Yara, Giritli Gelin, Ermenistan’da Bir Türkiyeli
Ermeni iddia ve iftiraları rahatsız etmiş Suna Taşdemir Dündar’ı, 272 sayfalık bir roman kaleme almış. “Yara” adlı bu roman, yaralara merhem olmak için yazılmış (IQ Yayınları). Tarihi bilgileri sağanak halinde yağdırıyor yazar. Ermeni düşmanlığı değil amacı, ayna tutuyor Ermeni Milletinin yüzüne. Bir tarihe, bir günümüze dönülüyor, göndermeler yapılıp bağlar kuruluyor. Sürükleyici bir kurgusu var bu kitabın. Yazar iyi bir gözlemci, romanına girecek sahneleri yıllarca biriktirmiş belleğine. Algılıca konuşturuyor kahramanlarını, içlerini iyi okuyor.
Ve Sarıkamış var bu romanda. Sarıkamış’ta üç kuşaklık serüveni olan bir aileden gelen, Sarıkamış’ı eserlerinde belki de en çok yazan ben, “Allah” derim bu duruma. Sağ olsun Suna Hanım, bindirip kitabına, beni oralara götürüp getirdi.

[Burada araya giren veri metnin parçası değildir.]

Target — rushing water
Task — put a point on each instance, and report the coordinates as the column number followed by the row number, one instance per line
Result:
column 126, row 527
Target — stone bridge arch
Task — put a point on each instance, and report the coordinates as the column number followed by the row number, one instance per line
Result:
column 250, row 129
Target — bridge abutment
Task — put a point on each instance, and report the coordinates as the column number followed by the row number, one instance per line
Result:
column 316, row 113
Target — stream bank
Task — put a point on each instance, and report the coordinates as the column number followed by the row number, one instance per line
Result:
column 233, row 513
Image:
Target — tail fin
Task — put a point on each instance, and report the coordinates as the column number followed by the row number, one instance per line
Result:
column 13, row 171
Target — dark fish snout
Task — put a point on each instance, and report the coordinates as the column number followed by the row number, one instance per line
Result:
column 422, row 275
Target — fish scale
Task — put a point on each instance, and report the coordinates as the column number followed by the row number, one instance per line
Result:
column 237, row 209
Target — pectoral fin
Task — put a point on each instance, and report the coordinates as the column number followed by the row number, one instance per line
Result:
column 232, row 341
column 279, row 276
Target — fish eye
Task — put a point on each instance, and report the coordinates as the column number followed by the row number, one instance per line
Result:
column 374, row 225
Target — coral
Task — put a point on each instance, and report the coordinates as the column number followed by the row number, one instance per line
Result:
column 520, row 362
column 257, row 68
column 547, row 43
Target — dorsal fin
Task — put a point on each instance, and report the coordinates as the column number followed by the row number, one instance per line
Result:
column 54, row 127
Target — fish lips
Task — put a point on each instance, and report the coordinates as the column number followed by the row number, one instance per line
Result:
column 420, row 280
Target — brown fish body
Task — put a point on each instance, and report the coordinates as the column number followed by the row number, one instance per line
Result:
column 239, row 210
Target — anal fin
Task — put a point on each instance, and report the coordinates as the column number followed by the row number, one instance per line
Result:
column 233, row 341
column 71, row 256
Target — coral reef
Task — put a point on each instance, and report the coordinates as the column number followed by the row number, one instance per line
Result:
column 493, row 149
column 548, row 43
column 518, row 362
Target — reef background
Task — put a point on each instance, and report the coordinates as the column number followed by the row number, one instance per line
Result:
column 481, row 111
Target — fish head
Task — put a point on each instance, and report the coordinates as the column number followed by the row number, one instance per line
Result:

Soykırım safsatalarını çok duyacağınız bugünlerde, okumanızı öneririm bu romanı.
Giritli Gelin
Yılmaz Aslan’ın “Giritli Gelin” adlı romanının iskeletini (Berfin Yayınları), Kurtuluş Savaşı’nda Tarsus ve çevresindeki Fransız işgali, bu işgale yaslanarak gemi azıya alan Ermeni komitacılarının melanetleri ve Kuvay-ı Milliye’nin karşı faaliyetleri oluşturuyor. Aslan, usta bir kalem olması yanında, iyi de bir araştırmacı, romanına derc ettiği tarihi bilgilerin hiçbiri sıradan değil. Bir iki örnek verelim. İstanbul’un Rumların elinde olduğu dönemlerde, Ermenilerin şehre girişi yasaktı, Ege Adalarındaki Rumlar, Ermeni görünce yere tükürüp, köpek ve düşkün anlamına gelen “işkil” sözünü kullanırlardı. Kuvay-ı Milliye’ye katılan Alevi köylerinde bir eren, marifetin makamlarını şöyle sayıyor: Edep, korku, perhiz, sabır, kanaat, utanmak, cömertlik, ilim, miskinlik.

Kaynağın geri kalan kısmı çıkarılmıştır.